Former SEGA of America President and CEO Tom Kalinske had some pretty interesting things to say about his former company in speaking to GamesIndustry.biz while he was attending the DICE Summit recently.
It’s been pretty clear based on recent developments that SEGA has fallen on hard times, even dating back to the early 2000s, when the company cut support of the Dreamcast and became a third-party developer. Kalinske believes a string of bad choices has landed the company in its current predicament, but it didn’t have to be that way.
“It was not inevitable,” Kalinske said. “It could have been avoided if they had made the right decisions going back literally 20 years ago. But they seem to have made the wrong decisions for 20 years.”
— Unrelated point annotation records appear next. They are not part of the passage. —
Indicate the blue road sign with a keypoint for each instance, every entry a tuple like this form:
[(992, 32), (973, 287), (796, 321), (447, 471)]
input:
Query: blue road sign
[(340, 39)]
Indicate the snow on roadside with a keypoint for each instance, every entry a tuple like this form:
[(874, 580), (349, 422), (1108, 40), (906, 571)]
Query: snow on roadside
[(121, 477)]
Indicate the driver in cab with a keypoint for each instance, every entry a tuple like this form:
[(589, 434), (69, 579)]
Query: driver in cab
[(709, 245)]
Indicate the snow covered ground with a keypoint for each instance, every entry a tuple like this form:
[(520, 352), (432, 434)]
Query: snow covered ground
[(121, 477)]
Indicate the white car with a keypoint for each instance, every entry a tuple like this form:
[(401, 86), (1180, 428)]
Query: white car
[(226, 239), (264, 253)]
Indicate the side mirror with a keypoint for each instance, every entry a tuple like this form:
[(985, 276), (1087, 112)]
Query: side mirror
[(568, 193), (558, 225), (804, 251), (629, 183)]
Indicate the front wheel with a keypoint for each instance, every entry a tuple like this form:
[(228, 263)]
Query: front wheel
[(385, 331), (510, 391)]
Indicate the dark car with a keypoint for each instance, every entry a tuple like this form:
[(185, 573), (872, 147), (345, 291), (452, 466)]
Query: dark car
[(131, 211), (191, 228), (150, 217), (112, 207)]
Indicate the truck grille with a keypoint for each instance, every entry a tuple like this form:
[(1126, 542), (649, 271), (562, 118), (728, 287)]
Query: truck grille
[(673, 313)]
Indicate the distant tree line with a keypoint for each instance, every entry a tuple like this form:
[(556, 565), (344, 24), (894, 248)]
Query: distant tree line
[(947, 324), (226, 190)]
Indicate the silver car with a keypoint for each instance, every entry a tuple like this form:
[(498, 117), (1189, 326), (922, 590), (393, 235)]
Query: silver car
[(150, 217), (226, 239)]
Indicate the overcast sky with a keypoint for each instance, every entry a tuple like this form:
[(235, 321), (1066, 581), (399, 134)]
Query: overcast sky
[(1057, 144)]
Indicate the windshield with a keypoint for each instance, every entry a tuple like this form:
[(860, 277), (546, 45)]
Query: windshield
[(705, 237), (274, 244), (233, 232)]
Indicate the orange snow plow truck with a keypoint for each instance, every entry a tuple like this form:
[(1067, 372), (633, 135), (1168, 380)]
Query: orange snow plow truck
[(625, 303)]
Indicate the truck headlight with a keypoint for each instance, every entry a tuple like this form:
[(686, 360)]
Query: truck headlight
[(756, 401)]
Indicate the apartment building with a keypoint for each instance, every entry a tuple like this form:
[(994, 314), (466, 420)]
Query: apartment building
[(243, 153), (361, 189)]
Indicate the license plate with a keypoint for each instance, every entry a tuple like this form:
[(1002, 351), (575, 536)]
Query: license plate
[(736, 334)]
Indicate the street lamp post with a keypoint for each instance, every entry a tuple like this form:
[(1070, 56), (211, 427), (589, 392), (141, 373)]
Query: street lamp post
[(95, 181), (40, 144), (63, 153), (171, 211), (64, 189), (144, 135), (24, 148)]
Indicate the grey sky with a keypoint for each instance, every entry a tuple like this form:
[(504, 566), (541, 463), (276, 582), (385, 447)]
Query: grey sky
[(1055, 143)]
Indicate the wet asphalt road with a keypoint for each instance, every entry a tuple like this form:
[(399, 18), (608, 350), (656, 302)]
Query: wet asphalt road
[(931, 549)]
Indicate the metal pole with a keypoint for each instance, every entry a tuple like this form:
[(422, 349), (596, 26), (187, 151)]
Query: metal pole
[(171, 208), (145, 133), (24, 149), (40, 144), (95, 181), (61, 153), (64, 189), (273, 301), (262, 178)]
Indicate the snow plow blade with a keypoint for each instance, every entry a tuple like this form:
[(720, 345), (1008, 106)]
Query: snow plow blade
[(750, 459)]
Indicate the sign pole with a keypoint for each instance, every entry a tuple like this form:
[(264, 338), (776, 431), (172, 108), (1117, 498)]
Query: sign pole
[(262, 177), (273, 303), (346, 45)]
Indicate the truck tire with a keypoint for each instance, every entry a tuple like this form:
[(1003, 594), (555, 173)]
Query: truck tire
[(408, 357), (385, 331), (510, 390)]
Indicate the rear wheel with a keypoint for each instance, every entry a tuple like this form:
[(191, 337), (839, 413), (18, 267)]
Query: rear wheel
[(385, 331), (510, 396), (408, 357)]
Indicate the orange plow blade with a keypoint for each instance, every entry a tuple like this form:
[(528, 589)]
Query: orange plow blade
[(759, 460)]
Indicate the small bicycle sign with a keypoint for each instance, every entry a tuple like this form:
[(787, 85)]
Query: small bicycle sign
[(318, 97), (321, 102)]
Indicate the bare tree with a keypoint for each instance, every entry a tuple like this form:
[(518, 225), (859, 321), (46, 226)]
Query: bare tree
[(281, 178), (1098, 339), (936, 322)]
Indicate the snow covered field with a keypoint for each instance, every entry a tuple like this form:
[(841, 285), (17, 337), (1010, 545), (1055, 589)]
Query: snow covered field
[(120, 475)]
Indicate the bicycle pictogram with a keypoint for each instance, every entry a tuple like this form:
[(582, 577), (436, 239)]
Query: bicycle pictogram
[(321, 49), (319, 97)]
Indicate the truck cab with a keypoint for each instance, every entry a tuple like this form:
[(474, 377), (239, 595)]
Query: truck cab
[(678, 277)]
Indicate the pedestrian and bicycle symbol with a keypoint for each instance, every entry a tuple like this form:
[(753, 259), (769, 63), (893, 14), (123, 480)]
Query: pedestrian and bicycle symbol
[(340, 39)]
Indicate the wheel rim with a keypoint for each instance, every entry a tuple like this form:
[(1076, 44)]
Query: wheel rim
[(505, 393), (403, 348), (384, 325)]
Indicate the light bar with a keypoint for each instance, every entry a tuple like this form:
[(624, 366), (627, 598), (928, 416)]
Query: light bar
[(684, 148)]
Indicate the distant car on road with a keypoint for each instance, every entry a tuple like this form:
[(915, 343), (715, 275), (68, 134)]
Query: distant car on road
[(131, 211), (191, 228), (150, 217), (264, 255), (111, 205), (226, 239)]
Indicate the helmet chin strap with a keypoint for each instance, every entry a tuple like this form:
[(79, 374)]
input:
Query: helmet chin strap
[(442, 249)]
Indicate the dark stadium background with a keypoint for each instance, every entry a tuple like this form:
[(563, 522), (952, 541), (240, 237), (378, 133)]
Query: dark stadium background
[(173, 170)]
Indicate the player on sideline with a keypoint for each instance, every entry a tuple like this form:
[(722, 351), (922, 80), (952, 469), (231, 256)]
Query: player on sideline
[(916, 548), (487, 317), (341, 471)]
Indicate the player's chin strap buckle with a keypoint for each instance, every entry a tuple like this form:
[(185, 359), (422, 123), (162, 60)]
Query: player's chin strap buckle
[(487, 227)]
“One of the key reasons why I left SEGA is when we had the opportunity to work with Sony, when [Sony Interactive CEO] Olaf Olafsson, [Sony Corporation of America president and CEO] Mickey Schulhof and I had agreed we were going to do one platform, share the development cost of it, share the probable loss for a couple years on it, but each benefit from the software we could bring to that platform,” he said.
“Of course, in those days, we were much better at software than they were, so I saw this as a huge win,” he continued. “We went to Sony and they agreed, ‘Great idea.’ Whether we called it SEGA-Sony or Sony-SEGA, who cared? We go to SEGA, and the board turned it down, which I thought was the stupidest decision ever made in the history of business. And from that moment on, I didn’t feel they were capable of making the correct decisions in Japan any longer.”
In an interesting turn of events during the interview, Kalinske explained that he hoped SEGA wouldn’t follow Atari’s path, where it essentially killed one of the strongest brand names in the video game industry. He continued by saying he and Atari Founder Nolan Bushnell actually tried to buy Atari back several years ago.
“And we failed in that effort, obviously,” Kalinske said. “It was maybe five years ago. We weren’t able to put it together. At the time it was owned by the French, and the French didn’t want to sell.”
“We were doing the Pico, and Pico was a really good system for young kids,” Kalinske said. “And we were doing $100 million in business from the Pico and its software. But it had a lower gross margin on it than obviously, entertainment software. And this is again during that time when Japan was making decisions for me. And they said to me, ‘Stop wasting your time on that. It takes too much effort and too much money. You could just do another Sonic title and do a lot more revenue, a lot more profitably. It’s easier.'”
“And it struck me. That’s why Disney hasn’t been that good at education, or any of the other big entertainment companies, like Sony,” he said. “Because it’s hard. It’s really hard to make a profit off doing education well. It’s pretty easy, relatively, to do entertainment well.”